Business organizations can be structured in various ways, in terms of their structures as legal entities and also in terms of the internal structure and management processes. The corporation is one type of business structure. (Figure 1)
Compared to other business structures, such as sole proprietorships and partnerships, the corporation is less simple to found and maintain, one of its disadvantages. The incorporator must file articles of incorporation with the secretary of state’s office in the state in which it will be incorporated, as well as hold an organizational meeting to elect a board of directors. The structure also generally requires the maintenance of at least annual reporting. In many jurisdictions corporations, whose shareholders benefit from limited liability, are required to publish annual financial statements and other data, so that creditors who do business with the corporation are able to assess the creditworthiness of the corporation and cannot enforce claims against shareholders. Shareholders, therefore, experience some loss of privacy in return for limited liability. There is also the issue of double taxation, wherein the corporation is taxed on its profits and shareholders are also taxed on their earnings.
One of the most favorable advantages of the corporate structure is the protection of personal assets. Stockholders, directors, and officers of a corporation are typically not liable for the company's debts and obligations. They are limited in liability to the amount they have invested in the corporation. This limited liability also makes financing more attractive from a risk perspective. Also, because the corporation is an entity separate from its owners, ownership is easily transferable. Similarly, the corporation does not cease to exist with the death of shareholders, directors, or officers of the corporation. Another benefit of the corporate structure is that, in the United States, corporations are generally taxed at a lower rate than are individuals.

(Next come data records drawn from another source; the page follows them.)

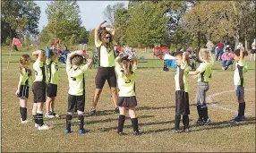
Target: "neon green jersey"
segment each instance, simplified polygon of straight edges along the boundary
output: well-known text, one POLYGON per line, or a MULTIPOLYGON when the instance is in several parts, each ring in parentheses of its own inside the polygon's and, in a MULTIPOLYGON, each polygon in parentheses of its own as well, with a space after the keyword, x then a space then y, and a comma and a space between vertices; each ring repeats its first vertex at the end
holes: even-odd
POLYGON ((58 72, 58 60, 51 61, 50 58, 47 59, 48 82, 51 84, 59 83, 59 72, 58 72))
POLYGON ((46 72, 45 64, 41 61, 37 60, 33 64, 35 71, 35 81, 46 81, 46 72))
POLYGON ((124 69, 120 64, 115 65, 115 73, 117 75, 117 84, 119 89, 119 97, 132 97, 135 96, 134 92, 134 82, 135 82, 135 71, 137 65, 132 65, 132 73, 126 77, 124 73, 124 69))
POLYGON ((30 87, 32 84, 31 76, 30 75, 27 69, 22 68, 20 73, 20 81, 18 84, 18 89, 20 89, 21 85, 27 85, 30 87))
POLYGON ((235 64, 234 72, 234 84, 235 86, 243 86, 245 82, 244 73, 248 71, 247 64, 244 62, 238 62, 235 64), (240 76, 241 75, 241 76, 240 76))
POLYGON ((101 41, 95 41, 96 47, 99 48, 99 66, 100 67, 114 67, 115 66, 115 53, 114 50, 107 50, 101 41))
POLYGON ((70 95, 81 96, 85 89, 84 87, 84 73, 88 71, 89 64, 86 64, 81 66, 73 65, 67 61, 66 72, 68 76, 69 90, 70 95))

Best of Both Worlds: The S Corporation
S corporations are merely corporations that elect to pass corporate income, losses, deductions, and credit through to their shareholders for federal tax purposes. S status combines the legal environment of standard corporations with U.S. federal income taxation similar to that of partnerships. As with partnerships, the income, deductions, and tax credits of an S corporation flow through to shareholders annually, regardless of whether distributions are made. Thus, income is taxed at the shareholder level and not at the corporate level. Payments to S shareholders by the corporation are distributed tax-free to the extent that the distributed earnings were previously taxed. Also, certain corporate penalty taxes (e.g., accumulated earnings tax, personal holding company tax) and the alternative minimum tax do not apply to an S corporation.